In each of the above accounts of what the Church "means" there seems to be a common referent: In the final scene of the last episode of Lost a bunch of actors are standing in a Church. If it is the case that it is the case that there is a Church in the last scene? Hot damn, we have objectivity; there is a Church. If we attempt to go beyond, and our going beyond manifests subjectivism, contradiction? Then we simply abstain from going beyond, where "going beyond" means "making shit up". See Positivism.

If you want to maintain that there is a meaning of the Church then feel free to deduce the meaning from necessary, self-evident, a priori truths; or feel free to intuit the inherent nature or essence of the Church. If somewhere "within" the Church there exists meaning then utilize whatever objective criteria there are to clearly and distinctly discern that meaning. Objectivity, Clarity, and Universality are not problematic.

The problem occurs in the subjective, in the interpretation, in the X and ~X style of fabricating bullshit founded upon nonsense and maintained via absurdity. The Church is The Church. If we can discern clearly and distinctly, objectively and universally, that The Church is Purgatory, and Purgatory is the Church? Then fine, awesome, fantastic. So long as X is X we are fine.

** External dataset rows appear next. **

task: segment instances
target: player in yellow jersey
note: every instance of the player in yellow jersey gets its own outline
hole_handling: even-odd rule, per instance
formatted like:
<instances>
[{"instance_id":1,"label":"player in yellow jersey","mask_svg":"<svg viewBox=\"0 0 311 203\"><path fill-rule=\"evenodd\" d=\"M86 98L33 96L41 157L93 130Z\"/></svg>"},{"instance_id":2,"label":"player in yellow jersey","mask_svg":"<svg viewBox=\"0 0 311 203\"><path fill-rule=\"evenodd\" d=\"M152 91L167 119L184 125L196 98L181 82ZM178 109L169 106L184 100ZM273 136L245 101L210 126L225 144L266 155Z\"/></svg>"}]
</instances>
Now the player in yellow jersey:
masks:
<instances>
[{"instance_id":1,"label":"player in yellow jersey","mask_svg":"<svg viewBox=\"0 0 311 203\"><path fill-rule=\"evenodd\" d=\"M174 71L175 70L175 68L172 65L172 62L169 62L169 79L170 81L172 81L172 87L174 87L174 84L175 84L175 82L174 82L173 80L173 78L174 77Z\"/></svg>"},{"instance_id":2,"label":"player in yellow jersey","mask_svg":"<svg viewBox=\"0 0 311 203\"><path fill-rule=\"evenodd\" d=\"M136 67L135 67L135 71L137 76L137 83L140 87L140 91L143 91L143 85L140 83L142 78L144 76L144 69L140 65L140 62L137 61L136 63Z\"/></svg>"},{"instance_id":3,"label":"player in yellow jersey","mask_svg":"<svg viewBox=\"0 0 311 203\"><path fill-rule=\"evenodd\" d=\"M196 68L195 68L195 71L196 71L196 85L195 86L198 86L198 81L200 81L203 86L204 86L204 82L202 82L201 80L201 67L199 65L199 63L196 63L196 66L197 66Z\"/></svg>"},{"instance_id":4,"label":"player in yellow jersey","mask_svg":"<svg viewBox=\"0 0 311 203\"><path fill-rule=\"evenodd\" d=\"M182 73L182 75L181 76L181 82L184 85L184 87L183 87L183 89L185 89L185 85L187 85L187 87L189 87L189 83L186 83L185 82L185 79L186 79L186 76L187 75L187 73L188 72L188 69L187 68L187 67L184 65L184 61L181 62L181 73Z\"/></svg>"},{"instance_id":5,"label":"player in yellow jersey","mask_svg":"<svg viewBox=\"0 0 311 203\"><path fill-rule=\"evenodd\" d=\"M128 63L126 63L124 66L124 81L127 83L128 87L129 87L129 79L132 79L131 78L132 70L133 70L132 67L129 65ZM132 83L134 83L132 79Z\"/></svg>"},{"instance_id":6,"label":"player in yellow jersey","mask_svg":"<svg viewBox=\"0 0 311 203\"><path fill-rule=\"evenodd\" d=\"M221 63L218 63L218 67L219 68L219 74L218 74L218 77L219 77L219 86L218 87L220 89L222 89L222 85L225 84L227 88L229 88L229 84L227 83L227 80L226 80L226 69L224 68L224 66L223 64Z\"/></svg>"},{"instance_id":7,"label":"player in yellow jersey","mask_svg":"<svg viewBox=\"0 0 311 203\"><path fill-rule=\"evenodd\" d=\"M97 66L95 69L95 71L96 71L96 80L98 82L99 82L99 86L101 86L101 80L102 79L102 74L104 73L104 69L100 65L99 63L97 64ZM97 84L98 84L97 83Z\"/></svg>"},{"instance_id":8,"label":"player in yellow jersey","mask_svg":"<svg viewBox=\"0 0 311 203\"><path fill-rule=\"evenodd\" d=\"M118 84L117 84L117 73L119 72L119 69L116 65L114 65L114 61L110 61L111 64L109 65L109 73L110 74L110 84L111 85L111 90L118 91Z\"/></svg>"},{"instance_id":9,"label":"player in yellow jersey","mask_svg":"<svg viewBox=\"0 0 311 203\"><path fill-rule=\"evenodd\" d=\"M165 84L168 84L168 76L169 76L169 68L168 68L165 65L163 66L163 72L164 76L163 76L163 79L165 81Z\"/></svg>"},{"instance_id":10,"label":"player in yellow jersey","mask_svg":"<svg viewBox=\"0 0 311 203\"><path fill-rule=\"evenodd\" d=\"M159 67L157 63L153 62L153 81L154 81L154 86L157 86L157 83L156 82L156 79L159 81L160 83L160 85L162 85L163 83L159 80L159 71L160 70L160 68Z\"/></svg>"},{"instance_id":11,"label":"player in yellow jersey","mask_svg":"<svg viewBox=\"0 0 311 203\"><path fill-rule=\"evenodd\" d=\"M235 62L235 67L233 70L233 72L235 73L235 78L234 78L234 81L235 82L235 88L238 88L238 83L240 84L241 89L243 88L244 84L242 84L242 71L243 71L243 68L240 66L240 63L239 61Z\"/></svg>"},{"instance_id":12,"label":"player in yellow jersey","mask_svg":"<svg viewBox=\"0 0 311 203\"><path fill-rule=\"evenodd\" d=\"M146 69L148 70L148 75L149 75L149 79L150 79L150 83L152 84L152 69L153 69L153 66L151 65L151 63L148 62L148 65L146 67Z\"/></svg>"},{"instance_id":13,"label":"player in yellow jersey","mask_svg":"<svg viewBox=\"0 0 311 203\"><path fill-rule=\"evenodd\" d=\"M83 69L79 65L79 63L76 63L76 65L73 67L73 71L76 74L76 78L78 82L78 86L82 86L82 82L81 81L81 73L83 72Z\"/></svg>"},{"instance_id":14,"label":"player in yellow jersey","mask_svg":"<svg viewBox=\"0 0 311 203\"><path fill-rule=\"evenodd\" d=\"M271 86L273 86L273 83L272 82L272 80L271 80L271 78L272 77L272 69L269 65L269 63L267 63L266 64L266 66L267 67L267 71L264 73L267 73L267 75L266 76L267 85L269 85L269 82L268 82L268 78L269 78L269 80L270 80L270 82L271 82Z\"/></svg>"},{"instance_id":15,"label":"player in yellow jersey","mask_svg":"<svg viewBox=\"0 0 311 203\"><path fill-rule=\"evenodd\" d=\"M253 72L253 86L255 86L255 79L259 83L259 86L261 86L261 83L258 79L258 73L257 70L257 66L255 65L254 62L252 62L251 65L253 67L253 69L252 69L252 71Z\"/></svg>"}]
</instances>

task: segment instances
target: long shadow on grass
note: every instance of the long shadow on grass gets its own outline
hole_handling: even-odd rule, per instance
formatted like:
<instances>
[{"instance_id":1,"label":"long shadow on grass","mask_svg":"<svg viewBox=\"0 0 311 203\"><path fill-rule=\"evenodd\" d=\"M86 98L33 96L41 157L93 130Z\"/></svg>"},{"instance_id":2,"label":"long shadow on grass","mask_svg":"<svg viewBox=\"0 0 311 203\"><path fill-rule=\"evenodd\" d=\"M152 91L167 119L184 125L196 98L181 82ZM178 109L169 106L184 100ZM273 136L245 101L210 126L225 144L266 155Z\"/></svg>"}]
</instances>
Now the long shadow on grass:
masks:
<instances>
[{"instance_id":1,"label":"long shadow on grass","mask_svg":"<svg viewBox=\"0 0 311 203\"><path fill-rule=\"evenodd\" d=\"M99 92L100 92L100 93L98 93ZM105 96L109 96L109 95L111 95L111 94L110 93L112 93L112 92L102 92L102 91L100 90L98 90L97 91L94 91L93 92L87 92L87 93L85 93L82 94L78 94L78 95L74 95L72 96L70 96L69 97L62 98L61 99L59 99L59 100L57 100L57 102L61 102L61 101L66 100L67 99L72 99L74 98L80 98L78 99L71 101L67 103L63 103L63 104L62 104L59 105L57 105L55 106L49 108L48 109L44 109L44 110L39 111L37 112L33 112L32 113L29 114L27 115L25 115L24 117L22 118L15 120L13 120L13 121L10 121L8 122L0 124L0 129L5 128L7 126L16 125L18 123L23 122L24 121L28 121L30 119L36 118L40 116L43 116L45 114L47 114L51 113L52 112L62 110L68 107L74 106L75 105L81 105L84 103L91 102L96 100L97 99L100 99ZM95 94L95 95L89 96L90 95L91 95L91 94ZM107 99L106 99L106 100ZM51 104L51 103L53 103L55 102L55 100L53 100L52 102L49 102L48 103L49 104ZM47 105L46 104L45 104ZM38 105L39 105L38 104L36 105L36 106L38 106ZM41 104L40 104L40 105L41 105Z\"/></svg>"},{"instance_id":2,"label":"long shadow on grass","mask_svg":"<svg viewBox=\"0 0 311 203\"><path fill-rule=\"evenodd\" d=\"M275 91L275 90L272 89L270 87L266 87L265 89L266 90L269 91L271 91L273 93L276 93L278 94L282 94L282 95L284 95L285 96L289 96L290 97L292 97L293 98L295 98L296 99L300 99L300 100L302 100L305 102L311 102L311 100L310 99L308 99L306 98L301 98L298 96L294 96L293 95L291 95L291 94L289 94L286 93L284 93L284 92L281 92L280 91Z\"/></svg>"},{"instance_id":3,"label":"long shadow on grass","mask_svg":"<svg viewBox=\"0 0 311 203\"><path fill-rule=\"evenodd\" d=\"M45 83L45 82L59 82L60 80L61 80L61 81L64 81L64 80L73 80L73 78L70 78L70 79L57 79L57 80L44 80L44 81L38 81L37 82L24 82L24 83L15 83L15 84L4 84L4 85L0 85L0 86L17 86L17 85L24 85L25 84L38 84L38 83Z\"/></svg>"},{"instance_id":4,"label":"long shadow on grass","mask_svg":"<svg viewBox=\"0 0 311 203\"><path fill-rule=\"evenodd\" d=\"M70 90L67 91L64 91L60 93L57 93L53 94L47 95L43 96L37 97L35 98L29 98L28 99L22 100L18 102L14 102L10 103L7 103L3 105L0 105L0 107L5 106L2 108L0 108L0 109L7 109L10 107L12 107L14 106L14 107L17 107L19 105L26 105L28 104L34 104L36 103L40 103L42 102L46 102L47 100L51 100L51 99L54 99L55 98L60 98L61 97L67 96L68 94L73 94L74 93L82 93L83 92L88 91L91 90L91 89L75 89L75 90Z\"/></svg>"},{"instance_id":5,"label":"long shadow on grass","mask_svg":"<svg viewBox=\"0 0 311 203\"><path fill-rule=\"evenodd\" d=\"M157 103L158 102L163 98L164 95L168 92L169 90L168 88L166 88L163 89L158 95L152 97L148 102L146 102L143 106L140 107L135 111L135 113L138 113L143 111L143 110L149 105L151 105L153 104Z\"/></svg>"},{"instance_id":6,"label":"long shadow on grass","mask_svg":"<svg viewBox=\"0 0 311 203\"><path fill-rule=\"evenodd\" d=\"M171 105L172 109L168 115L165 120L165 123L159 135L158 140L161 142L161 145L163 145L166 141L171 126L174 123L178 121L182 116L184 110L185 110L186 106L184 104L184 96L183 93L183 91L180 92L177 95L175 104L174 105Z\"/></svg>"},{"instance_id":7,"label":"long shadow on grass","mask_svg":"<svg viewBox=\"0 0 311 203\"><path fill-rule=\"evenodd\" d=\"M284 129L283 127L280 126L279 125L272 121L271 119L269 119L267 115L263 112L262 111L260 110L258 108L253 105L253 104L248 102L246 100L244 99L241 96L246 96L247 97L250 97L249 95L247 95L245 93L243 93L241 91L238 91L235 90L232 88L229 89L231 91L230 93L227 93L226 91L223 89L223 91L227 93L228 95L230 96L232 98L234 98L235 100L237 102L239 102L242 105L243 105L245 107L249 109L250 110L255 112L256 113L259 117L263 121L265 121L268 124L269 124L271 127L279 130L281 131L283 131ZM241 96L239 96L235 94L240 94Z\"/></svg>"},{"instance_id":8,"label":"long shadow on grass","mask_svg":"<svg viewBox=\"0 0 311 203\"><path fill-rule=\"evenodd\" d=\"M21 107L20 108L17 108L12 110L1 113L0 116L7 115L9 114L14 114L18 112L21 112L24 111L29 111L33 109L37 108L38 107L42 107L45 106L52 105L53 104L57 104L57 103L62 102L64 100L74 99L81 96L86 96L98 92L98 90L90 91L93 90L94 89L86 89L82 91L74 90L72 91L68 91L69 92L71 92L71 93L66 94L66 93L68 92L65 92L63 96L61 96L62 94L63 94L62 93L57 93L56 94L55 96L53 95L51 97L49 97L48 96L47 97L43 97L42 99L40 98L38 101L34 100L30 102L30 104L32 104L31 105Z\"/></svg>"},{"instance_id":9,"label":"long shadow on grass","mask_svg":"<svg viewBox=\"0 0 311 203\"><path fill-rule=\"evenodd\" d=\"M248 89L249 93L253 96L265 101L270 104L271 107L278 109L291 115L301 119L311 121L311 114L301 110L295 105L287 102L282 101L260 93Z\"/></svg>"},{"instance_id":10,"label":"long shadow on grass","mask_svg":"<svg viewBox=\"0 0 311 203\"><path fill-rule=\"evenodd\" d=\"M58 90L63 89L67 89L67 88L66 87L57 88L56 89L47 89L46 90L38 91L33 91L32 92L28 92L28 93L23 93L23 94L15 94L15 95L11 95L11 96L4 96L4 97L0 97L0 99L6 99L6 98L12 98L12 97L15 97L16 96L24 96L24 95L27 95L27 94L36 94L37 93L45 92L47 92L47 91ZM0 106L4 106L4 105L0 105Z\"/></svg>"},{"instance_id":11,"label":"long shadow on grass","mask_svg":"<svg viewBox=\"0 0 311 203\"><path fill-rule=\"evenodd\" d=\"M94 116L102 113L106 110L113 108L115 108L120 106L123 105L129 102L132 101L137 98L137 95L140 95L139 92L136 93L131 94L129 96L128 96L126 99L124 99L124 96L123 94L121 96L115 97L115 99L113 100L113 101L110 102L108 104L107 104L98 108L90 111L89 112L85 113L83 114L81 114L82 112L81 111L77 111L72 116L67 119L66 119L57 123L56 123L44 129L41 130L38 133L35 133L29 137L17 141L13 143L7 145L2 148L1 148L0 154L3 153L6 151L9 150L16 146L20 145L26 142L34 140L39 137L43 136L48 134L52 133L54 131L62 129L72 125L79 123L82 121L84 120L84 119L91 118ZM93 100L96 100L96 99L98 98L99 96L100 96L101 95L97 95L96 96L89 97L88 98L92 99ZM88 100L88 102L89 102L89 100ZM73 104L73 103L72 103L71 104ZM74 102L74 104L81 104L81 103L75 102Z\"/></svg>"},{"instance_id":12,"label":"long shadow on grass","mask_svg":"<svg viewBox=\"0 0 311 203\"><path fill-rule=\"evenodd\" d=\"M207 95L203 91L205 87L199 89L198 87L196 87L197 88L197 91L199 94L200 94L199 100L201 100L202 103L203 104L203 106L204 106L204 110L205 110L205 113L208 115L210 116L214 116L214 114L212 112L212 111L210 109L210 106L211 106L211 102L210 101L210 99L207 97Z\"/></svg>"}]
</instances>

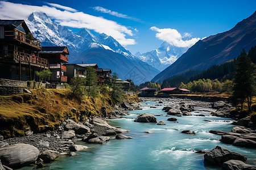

But if we engage in any activity, system, or project which results in The Church being Purgatory and the Kingdom of Ends, X and ~X? Then we have a problem, we have nonsense, we have a complete lack of meaning and intelligibility. And we need to shut the hell up and read our fucking Aristotle again:

“It is impossible that the same thing belong and not belong to the same thing at the same time and in the same respect.” (1005b19-20)

“No one can believe that the same thing can (at the same time) be and not be.” (1005b23-24)

“The most certain of all basic principles is that contradictory propositions are not true simultaneously.” (1011b13-14)

6 comments:

Andrew said...

J. Get over Aristotle.

X can "be" only what X "is", but X may "mean" whatever "the fuck" as it is "experienced"

Example: my "" is just "" but its going to mean something different to everyone who reads this post.
:P

Roscoe said...

Andrew, I tried saying that so many different ways last night.

I tried w/ the Magic metaphors, I tried w/ angry shouting, I even tried with the Tick.

All it gave me was a brain baby who kicked so very hard.

_J_ said...

If meaning only ever occurs in a relation between perceived and perceiver, experienced and experiencer, then it makes no sense to talk about the meaning OF X, for X has no meaning in and of itself.

Rather, meaning only occurs in, at best, a relation and, at worst, in the mind of the one thinking the meaning.

Both of which further complicate the issue with regard to Lost. If there is no meaning to the Church absent meaningers, absent persons who posit meaning, then whence the quest to discern quote the meaning endquote of the Church? The Church, by the very definition of meaning being articulated herein, has no meaning; it is meaningless.

So reality is an inert, meaningless hodgepodge of random whatnot. Meaning only ever occurs in the minds of persons who construe meaning.

But if that is the case, why would anyone ever ask what X means, given that X does not mean anything? How is it sensible to seek meaning when meaning is created by every individual for that individual's self?

Andrew said...

We do it cause its all that we can do.

SM said...

So reality is an inert, meaningless hodgepodge of random whatnot. Meaning only ever occurs in the minds of persons who construe meaning.

Are minds part of reality? Are they therefore 'inert' and 'meaningless'?

Also instead of seeing the problem as discern[ing] quote the meaning endquote of the Church, why don't we formulate it as "how should we understand this element of experience?" This gets us away from the nasty problems you note but still allows us to have useful conversations.

_J_ said...

"Are minds part of reality? Are they therefore 'inert' and 'meaningless'?"

Yes and yes, by definition.

"how should we understand this element of experience?"

Upon what would one found a "should" and how would that foundation not be subject to the same issues I have articulated in the post?

Either that foundation is subjective or objective. If subjective, then the issues remain. If objective, universal, applicable to all persons, then what is that foundation?